# taz.de -- Champions-League-Finale der Frauen: Wolfsburg ist das beste Team Europas
       
       > Es war ein Sieg der alten deutschen Fußball-Tugenden. Der VfL Wolfsburg
       > setzt sich knapp gegen den Titelverteidiger Olympique Lyon durch.
       
 (IMG) Bild: Anna Blässe mit Pott im Stadion des FC Chelsea in London.
       
       LONDON taz | „Wa-, Wa-, Wahnsinn!“ Kann es sein, dass der smarte
       Mittfünfziger im smarten Businessanzug wirklich gestottert hat? Thomas
       Röttgermann, der Geschäftsführer des VfL Wolfsburg, tat sich schwer Worte
       zu finden, für das, was er da gerade erlebt hat. „Die Meisterschaft war das
       beste, der Pokal das allerbeste aber jetzt der Champions-League-Sieg, das
       ist das allerallerbeste.“
       
       Der VfL Wolfsburg ist gerade durch ein 1:0 gegen Olympique Lyon
       Champions-League-Sieger 2013 geworden und der Manager scheint die üblichen
       Marketingfloskeln glatt vergessen zu haben, stottert und bemüht eine
       beinahe schon niedlichen Kinderkomparativ.
       
       „Wir sind die erfolgreichste Mannschaft Europas“, sagte Röttgermann nach
       dem Spiel. Jetzt wolle man weiterarbeiten, wolle auch das beste Team
       Europas werden.

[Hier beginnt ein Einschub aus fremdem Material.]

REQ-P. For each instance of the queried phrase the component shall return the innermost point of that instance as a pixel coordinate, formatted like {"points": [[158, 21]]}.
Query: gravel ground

Das ist, da ließen weder Trainer, noch Geschäftsführer und
       die Wolfsburger Spielerinnen schon gar nicht den Hauch eines Zweifels zu,
       das ist weiterhin Olympique Lyon.
       
       Die Mannschaft, die in den vergangenen zwei Jahren die Champions League
       gewonnen hat, zeigte auch am Donnerstag im mit 19.000 wohlmeinend gezählten
       Zuschauern nicht einmal zur Hälfte gefüllten Stadion des FC Chelsea an der
       Stamford Bridge, was sie kann.
       
       Die besseren Fußballerinnen spielten an diesem Abend auf der Seite des
       Titelverteidigers. Das Passspiel war sicherer als das der Wolfsburgerinnen,
       die Laufwege überraschender und die Ballverarbeitung teilweise eine
       Augenweide. Lyon hatte auch mehr Chancen, aber es war eben nicht zwingend
       genug, was die Frauen unter der Regie von Spielmacherin Louisa Necib da
       spielten.
       
       Am Ende sind sie regelrecht zerschellt an der taktischen Disziplin und der
       physischen Stärke der Wolfsburgerinnen, die sich in die Bälle geworfen
       haben wie die deutschen Recken in den besten Zeiten des Vorstopperfußballs.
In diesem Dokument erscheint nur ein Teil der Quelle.